Ray wrote:I don't think anyone has mentioned that a big problem with watching quiz bowls is that the viewer rarely gets to hear the whole question being asked. For anyone trying to play along, it is a great frustration.
Ken Jennings wrote:Ray wrote:I don't think anyone has mentioned that a big problem with watching quiz bowls is that the viewer rarely gets to hear the whole question being asked. For anyone trying to play along, it is a great frustration.
That's usually the big "format" objection given to quiz-bowl-for-an-audience, and I mentioned it briefly in the original blog post.

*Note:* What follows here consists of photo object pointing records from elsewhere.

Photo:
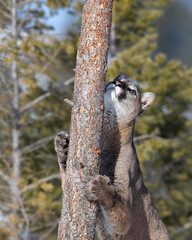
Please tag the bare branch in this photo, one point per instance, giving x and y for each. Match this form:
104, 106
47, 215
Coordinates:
34, 102
34, 146
42, 180
183, 228
147, 136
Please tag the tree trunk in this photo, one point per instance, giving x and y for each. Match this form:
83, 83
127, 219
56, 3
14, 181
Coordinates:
78, 216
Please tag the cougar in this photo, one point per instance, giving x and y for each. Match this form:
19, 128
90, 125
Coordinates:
126, 210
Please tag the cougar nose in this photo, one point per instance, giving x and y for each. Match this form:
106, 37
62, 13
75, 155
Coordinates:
117, 83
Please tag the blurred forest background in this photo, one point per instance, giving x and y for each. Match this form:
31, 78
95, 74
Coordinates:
150, 42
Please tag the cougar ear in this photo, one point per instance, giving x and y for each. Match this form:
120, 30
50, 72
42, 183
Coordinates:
120, 77
147, 99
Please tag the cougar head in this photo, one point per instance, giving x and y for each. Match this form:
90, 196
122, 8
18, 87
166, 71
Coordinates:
124, 98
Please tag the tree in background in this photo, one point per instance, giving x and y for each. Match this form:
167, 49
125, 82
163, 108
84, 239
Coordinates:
164, 133
30, 117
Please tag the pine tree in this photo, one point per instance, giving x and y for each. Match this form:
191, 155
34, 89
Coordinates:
30, 117
163, 134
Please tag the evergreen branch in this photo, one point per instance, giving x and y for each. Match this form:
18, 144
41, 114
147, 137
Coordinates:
40, 181
71, 103
5, 14
34, 146
45, 95
51, 59
5, 177
147, 136
51, 229
5, 5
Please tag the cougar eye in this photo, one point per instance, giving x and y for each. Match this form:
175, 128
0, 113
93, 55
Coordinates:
133, 92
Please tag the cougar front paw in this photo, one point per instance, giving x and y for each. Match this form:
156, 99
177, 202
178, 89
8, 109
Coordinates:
62, 147
99, 188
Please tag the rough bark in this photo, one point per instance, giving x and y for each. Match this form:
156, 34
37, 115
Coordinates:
78, 215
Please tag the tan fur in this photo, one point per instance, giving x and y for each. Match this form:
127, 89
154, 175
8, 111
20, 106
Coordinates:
126, 210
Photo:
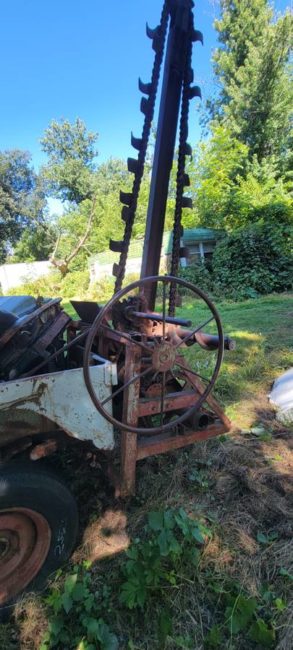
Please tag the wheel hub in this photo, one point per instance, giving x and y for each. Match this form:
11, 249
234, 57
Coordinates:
163, 358
25, 538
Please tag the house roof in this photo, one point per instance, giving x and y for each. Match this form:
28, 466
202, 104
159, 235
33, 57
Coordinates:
190, 236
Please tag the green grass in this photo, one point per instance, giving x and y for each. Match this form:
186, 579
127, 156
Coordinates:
237, 487
262, 329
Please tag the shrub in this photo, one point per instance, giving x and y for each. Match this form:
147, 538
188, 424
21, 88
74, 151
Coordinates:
253, 261
75, 284
49, 286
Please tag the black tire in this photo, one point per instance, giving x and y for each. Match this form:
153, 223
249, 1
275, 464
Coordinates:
36, 497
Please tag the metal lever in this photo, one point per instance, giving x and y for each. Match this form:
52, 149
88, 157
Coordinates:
211, 342
183, 322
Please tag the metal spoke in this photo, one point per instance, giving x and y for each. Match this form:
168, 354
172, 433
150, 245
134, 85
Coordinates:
164, 310
162, 397
191, 334
122, 388
192, 372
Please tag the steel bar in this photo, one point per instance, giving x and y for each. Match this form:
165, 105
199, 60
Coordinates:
182, 322
162, 443
165, 141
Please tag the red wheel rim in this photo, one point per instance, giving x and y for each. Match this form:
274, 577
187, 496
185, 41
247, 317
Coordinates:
25, 538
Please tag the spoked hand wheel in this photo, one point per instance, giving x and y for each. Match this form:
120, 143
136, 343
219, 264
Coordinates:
168, 366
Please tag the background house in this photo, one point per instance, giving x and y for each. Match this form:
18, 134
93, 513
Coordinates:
199, 242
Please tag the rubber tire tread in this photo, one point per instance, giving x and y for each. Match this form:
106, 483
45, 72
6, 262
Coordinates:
27, 485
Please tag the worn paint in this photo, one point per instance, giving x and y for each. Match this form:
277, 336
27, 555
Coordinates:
61, 398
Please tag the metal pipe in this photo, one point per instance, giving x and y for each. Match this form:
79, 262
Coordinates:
183, 322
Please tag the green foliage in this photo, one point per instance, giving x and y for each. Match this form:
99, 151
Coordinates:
71, 152
255, 96
199, 275
214, 173
75, 284
35, 244
22, 198
254, 261
169, 550
48, 286
77, 619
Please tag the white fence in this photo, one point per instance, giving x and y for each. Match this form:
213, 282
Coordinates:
12, 275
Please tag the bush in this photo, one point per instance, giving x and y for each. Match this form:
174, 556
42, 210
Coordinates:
49, 286
75, 284
253, 261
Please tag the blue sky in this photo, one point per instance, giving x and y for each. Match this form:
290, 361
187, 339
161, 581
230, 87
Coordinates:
72, 58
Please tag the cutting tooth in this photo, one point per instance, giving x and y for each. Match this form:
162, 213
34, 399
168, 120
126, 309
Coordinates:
116, 270
197, 36
132, 165
194, 91
126, 197
187, 202
184, 251
136, 142
187, 149
145, 105
190, 76
144, 88
155, 35
152, 33
125, 214
116, 246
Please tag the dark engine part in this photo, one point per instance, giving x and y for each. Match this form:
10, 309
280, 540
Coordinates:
30, 331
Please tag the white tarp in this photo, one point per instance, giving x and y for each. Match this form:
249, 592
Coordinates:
281, 397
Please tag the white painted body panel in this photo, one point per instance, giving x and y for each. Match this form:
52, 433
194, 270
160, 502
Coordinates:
63, 399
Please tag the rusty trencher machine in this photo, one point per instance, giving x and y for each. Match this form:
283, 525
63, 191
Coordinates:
129, 379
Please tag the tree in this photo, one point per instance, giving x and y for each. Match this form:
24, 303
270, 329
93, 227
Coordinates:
220, 162
69, 175
22, 198
71, 152
251, 67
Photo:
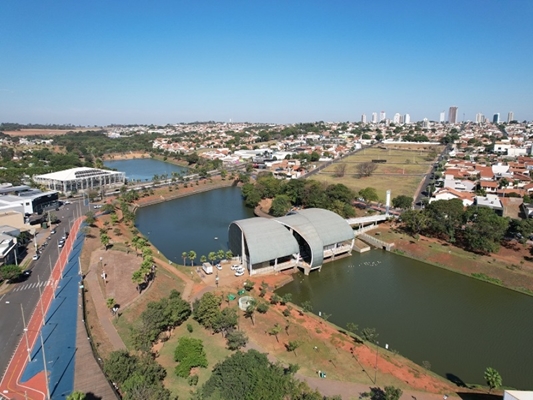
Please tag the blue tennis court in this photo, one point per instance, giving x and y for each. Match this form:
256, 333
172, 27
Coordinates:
59, 331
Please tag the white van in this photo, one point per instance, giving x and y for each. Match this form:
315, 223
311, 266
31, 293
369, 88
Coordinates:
208, 268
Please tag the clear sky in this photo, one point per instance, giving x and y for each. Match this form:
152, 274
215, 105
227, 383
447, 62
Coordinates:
96, 62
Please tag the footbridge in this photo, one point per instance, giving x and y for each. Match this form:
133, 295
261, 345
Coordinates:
363, 224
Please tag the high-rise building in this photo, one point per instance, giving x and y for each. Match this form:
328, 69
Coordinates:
452, 115
396, 118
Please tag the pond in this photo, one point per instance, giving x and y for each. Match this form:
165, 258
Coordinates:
144, 169
458, 324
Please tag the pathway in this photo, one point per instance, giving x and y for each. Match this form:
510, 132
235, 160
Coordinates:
102, 311
347, 390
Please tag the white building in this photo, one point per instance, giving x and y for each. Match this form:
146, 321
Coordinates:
396, 118
79, 179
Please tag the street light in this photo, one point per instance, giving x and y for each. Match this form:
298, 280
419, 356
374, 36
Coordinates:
376, 367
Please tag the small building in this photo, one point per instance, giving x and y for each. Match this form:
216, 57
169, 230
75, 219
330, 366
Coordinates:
78, 179
30, 202
304, 239
490, 201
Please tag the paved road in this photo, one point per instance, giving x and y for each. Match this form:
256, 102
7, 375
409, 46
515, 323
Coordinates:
26, 293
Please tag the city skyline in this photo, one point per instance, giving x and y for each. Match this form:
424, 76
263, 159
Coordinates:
100, 63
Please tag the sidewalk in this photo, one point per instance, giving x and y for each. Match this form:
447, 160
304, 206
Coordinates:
102, 311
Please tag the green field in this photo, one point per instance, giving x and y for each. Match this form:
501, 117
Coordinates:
402, 173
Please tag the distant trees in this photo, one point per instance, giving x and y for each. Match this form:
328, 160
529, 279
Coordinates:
477, 229
493, 378
366, 169
369, 194
340, 170
309, 193
403, 202
268, 381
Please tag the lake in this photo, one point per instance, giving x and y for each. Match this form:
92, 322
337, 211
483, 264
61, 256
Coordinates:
459, 324
144, 169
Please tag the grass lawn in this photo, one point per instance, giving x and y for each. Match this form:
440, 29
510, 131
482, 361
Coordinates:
161, 287
215, 349
402, 172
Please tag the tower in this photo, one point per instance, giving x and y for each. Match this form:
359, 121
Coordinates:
452, 115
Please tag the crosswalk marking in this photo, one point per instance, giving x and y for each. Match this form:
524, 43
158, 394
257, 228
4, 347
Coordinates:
34, 285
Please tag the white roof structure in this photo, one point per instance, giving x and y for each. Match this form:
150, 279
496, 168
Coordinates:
81, 178
75, 173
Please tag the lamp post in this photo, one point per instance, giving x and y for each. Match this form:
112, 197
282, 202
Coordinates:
26, 333
376, 367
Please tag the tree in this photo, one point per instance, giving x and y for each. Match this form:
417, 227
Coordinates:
190, 354
368, 194
293, 345
307, 306
250, 310
192, 256
236, 339
10, 272
206, 309
77, 395
225, 321
493, 378
280, 205
105, 240
366, 169
388, 393
90, 219
403, 202
415, 221
340, 170
275, 330
110, 303
351, 327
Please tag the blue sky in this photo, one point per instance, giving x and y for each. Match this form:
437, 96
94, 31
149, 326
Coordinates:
101, 62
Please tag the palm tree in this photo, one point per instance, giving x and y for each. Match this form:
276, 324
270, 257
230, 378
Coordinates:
192, 256
104, 239
138, 278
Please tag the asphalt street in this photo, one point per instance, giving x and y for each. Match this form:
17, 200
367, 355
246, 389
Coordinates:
26, 292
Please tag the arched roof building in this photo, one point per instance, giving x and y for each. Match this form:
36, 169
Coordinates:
305, 238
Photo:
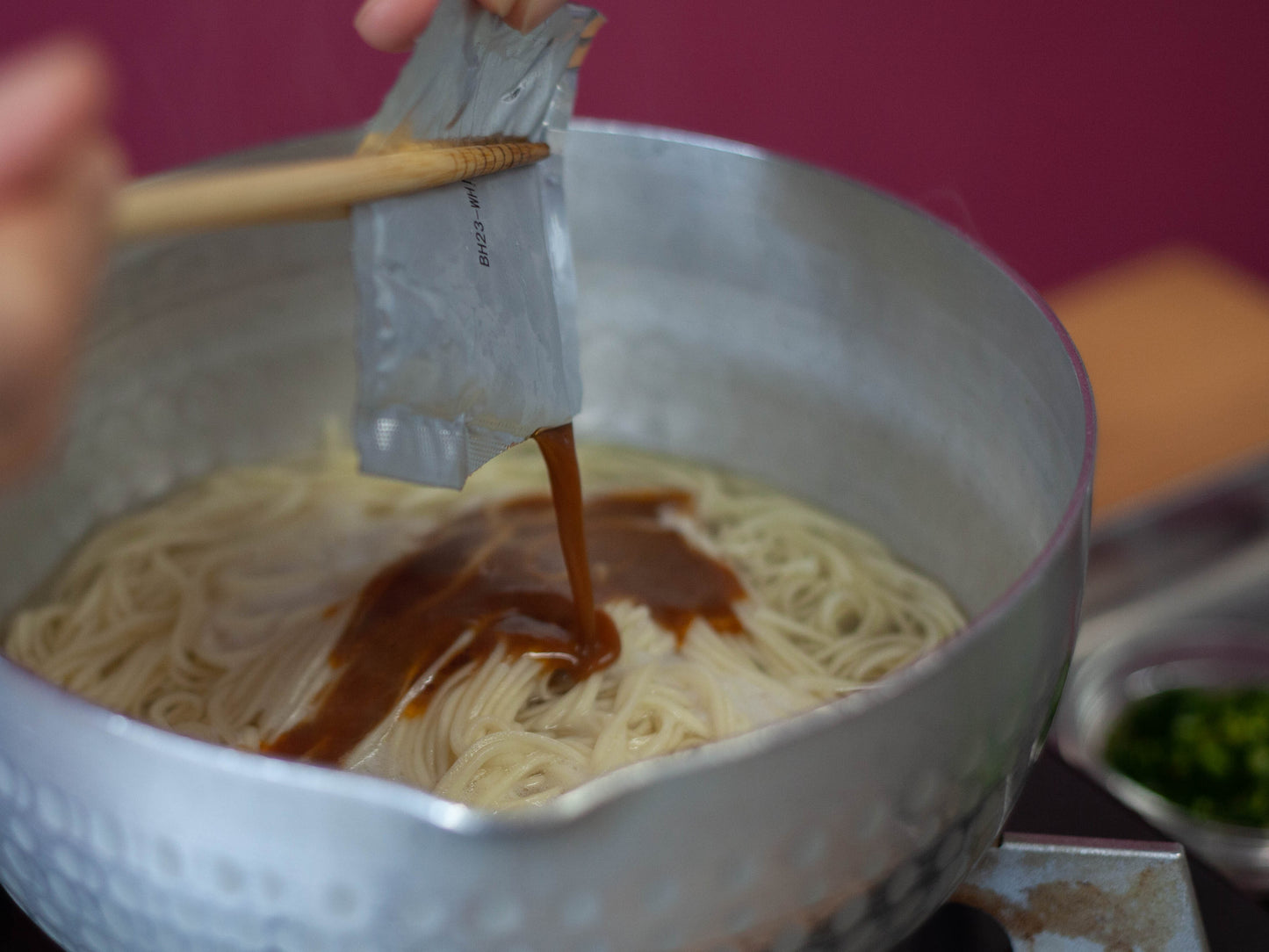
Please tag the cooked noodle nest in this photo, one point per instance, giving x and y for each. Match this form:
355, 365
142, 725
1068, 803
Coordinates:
213, 613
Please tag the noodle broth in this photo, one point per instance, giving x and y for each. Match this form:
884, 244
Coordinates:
220, 613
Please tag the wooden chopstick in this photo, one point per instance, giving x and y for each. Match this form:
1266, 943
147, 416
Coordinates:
299, 191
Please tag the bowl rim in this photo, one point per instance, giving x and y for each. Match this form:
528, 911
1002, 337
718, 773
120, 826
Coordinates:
595, 794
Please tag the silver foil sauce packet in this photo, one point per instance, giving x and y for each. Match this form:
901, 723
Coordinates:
467, 338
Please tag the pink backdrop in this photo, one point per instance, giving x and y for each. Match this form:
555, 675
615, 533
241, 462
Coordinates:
1061, 134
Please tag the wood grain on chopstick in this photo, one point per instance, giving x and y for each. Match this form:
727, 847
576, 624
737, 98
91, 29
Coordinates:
299, 191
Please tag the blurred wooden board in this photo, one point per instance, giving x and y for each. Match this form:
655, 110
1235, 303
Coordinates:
1177, 345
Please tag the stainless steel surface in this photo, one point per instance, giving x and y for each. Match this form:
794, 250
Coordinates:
736, 308
1058, 894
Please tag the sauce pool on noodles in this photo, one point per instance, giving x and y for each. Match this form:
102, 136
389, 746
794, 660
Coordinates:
514, 574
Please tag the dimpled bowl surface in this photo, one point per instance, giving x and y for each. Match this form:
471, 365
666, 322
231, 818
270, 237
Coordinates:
736, 308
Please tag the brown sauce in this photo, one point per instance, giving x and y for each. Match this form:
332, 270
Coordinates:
514, 574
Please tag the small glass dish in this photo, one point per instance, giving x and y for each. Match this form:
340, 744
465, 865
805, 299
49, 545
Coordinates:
1194, 654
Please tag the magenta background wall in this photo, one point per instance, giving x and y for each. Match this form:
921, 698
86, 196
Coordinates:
1061, 134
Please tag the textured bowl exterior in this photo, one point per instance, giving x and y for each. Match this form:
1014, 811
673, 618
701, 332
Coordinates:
838, 829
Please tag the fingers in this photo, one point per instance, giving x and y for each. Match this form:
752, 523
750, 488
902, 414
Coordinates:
56, 188
47, 97
393, 25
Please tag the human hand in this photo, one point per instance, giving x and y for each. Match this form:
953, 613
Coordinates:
59, 169
393, 25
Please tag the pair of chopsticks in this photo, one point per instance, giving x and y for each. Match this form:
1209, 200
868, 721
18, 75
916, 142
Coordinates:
304, 191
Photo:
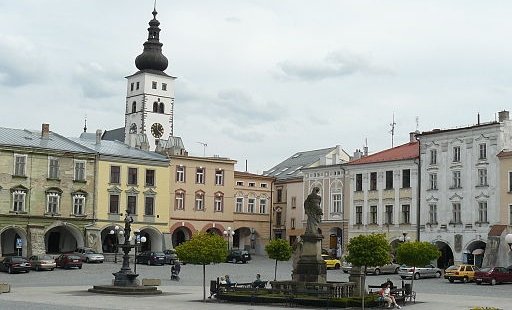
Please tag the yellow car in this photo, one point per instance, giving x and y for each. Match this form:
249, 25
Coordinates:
464, 273
331, 262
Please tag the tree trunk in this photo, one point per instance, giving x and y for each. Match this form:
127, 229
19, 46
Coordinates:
204, 283
275, 271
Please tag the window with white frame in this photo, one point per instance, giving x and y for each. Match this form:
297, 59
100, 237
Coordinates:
199, 201
113, 204
200, 175
250, 205
131, 204
482, 177
456, 154
373, 215
239, 207
78, 204
433, 180
180, 174
433, 157
359, 215
219, 177
482, 211
389, 214
18, 201
432, 213
263, 205
53, 168
218, 202
456, 179
149, 205
336, 203
179, 200
482, 148
20, 164
456, 215
406, 214
52, 202
79, 170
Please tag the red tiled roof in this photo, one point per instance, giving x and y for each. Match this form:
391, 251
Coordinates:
405, 151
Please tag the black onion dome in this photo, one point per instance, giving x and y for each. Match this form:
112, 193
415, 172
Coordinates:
152, 57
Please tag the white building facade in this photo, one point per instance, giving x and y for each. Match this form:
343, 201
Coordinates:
460, 188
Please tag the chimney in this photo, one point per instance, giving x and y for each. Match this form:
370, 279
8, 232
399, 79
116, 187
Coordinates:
98, 136
503, 116
45, 131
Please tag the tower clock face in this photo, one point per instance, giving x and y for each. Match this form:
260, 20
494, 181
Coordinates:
157, 130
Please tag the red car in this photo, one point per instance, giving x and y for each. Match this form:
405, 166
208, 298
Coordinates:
68, 261
493, 275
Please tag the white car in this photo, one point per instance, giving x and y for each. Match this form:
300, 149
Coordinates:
428, 271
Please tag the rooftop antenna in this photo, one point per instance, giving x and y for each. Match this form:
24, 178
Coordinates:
392, 131
204, 147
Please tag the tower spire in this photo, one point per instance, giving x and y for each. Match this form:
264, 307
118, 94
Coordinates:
152, 57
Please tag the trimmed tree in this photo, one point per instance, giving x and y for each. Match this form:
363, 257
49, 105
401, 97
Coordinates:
280, 250
368, 251
203, 249
416, 254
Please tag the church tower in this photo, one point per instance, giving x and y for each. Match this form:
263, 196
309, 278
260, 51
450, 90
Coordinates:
150, 96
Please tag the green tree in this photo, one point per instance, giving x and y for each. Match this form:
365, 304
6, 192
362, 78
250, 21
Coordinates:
280, 250
368, 251
203, 249
416, 254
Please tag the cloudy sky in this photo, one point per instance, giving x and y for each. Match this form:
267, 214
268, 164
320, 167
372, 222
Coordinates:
261, 80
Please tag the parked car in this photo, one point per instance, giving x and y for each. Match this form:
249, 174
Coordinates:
151, 258
464, 273
493, 275
331, 262
428, 271
69, 260
170, 256
13, 264
388, 268
42, 262
88, 255
236, 255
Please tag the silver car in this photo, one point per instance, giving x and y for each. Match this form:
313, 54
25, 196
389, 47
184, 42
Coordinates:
428, 271
388, 268
88, 255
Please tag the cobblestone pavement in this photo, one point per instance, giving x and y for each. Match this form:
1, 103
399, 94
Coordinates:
62, 289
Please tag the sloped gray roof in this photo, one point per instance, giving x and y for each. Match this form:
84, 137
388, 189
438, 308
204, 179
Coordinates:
118, 149
33, 139
290, 168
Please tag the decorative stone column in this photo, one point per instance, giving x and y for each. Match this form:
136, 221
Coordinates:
310, 265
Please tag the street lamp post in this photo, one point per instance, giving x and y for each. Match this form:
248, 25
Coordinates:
116, 232
138, 241
229, 233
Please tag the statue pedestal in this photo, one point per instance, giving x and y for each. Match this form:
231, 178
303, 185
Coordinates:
310, 266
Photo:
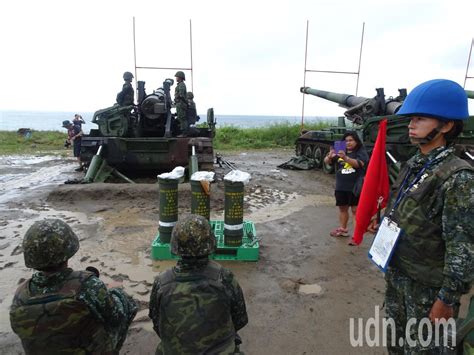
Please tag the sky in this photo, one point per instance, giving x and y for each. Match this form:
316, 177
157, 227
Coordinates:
248, 57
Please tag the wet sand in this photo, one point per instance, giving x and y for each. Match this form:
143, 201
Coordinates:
300, 295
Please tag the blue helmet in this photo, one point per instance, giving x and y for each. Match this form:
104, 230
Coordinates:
439, 98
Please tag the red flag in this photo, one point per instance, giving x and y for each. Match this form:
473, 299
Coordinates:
375, 190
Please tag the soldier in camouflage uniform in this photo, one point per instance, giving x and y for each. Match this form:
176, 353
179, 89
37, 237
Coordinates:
192, 112
61, 311
127, 95
197, 307
432, 202
181, 101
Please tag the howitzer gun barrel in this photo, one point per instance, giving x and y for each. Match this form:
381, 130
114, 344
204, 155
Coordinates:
344, 100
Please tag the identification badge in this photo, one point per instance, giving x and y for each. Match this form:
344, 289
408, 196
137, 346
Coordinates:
384, 243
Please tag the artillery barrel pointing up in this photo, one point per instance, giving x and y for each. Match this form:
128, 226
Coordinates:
344, 100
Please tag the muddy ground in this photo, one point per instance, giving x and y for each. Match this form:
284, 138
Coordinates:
293, 212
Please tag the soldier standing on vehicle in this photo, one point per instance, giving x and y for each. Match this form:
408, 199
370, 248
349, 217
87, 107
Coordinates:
127, 95
180, 101
431, 207
198, 306
75, 133
192, 112
63, 311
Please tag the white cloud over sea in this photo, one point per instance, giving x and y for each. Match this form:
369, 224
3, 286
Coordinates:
247, 56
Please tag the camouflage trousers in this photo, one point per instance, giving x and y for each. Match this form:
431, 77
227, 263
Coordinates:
128, 310
409, 302
181, 115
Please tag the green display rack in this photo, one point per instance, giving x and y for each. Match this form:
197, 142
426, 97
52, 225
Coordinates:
248, 251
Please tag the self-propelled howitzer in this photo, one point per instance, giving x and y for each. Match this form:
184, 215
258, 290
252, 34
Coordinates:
145, 139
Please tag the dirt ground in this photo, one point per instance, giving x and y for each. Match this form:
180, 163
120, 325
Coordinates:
293, 212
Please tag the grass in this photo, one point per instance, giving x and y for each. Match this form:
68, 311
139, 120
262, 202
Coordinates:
278, 135
271, 136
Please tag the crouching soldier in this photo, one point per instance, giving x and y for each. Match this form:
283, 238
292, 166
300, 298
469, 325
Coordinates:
197, 307
60, 310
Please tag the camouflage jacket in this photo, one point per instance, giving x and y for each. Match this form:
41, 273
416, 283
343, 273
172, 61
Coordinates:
74, 312
213, 323
180, 93
436, 246
126, 96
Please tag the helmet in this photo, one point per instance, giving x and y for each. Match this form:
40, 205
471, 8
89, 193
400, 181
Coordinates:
128, 76
180, 74
48, 243
440, 98
192, 236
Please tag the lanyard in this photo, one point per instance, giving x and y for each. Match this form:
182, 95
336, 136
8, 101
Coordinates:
402, 192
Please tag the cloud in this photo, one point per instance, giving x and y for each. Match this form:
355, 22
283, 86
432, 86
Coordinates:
247, 56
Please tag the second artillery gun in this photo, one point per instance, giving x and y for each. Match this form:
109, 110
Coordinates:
365, 114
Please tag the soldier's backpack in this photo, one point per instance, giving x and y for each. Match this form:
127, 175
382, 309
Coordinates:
195, 313
57, 323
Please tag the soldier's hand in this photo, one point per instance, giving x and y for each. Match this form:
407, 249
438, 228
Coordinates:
373, 226
115, 284
440, 310
331, 153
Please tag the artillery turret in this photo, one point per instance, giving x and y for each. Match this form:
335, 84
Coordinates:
360, 108
145, 139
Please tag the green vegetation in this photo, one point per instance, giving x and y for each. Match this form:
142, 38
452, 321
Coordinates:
37, 141
272, 136
227, 138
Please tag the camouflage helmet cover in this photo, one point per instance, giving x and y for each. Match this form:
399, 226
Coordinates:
192, 236
127, 76
180, 74
49, 242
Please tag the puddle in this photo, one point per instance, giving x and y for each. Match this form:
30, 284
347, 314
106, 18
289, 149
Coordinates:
282, 208
313, 289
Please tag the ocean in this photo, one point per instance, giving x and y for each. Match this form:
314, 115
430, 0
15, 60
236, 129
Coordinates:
46, 121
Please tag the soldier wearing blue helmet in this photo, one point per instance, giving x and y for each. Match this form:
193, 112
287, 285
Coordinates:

When I hosted the Minnesota show, I was under strict instructions to take a minute after the fact to explain tossups that were interrupted too quickly, so the audience might be merely annoyed rather than confused. But everyone was surprised how infrequently this was necessary. Maybe the kids were a little rattled by the cameras, or maybe we just underestimated the format, but the buzzers were almost always late enough that the audience understood them...well, at least as well as they would have understood them at the end of the question.
metsfan001 wrote:While not exactly quiz bowl, someone told me an excellent idea a while back: a National Trivia Tournament. The specific format logistics would have to be worked out, but the general idea is that the country (or continent, or world, even) is split up into regions, each of which has a qualifying tournament. The top people qualify for a national tournament (perhaps about 200 people total), which is televised/webcast. Successful players could return year after year, gather followings, and so on (like WSoP). Money could be gotten from entries fees, but funding would probably be needed to get it off the ground (hello, Ken).